- Born: Eugenia Valentini 21 April 1965 (age 61) Fabriano, Ancona, Italy
- Occupations: Pornographic actress, stage actress, entrepreneur
- Years active: 1989–2003
- Notable work: Giochi bestiali in famiglia, Il nulla, Caligula
- Spouse: Marco Toto (1989–?)

= Jessica Rizzo =

Italian pornographic actress, stage actress and entrepreneur

Jessica Rizzo (born 21 April 1965) is an Italian former pornographic actress, stage actress, and entrepreneur.

==Life and career==
Rizzo began her career as a singer, often performing with her husband Marco Toto on guitar.

In 1989, the couple starred in the pornographic film Giochi bestiali in famiglia. They had already starred in some amateur pornography with their faces covered by masks. The 1989 film created a stir in their hometown, drawing the attention of the Italian press and launching Rizzo's career.

Rizzo went on to appear in numerous pornographic films, including those directed by American director of adult films Gerard Damiano.

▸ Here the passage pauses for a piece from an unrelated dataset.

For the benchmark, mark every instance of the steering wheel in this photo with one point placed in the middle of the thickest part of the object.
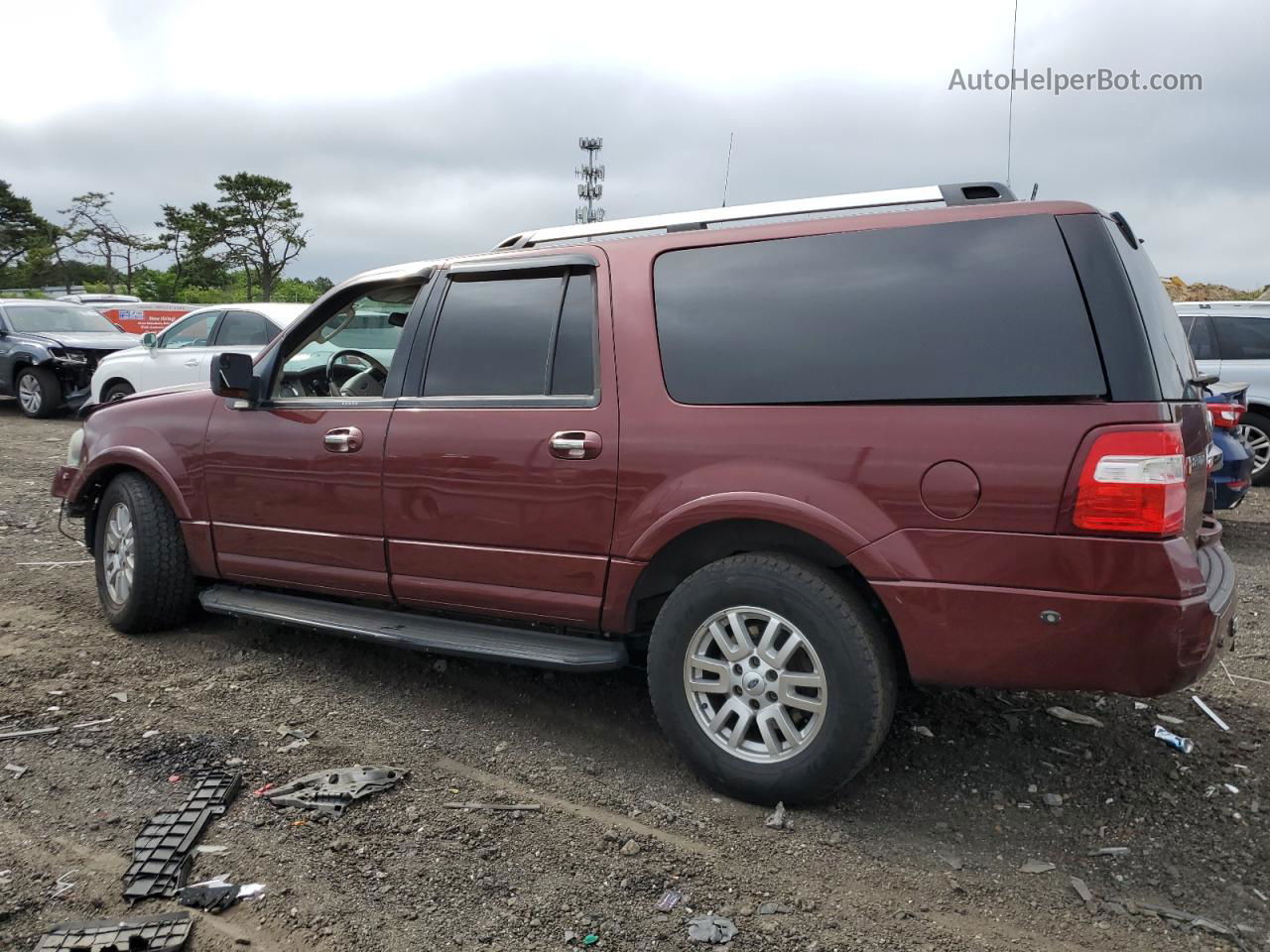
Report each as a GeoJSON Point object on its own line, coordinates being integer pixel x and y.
{"type": "Point", "coordinates": [379, 371]}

She founded the company Jessica Rizzo Communications, which produces amateur videos. She works as both a director and performer for her company. She also has her own line of lingerie and perfume.

Rizzo also works as a stage actress, having made her theatrical debut in 1995 in Dario D'Ambrosi Il nulla. In 2003, she was directed by Arnolfo Petri in Albert Camus' Caligula.

In 2011, Rizzo and Toto were involved in a case of tax evasion for allegedly evading approximately 16 million Euros.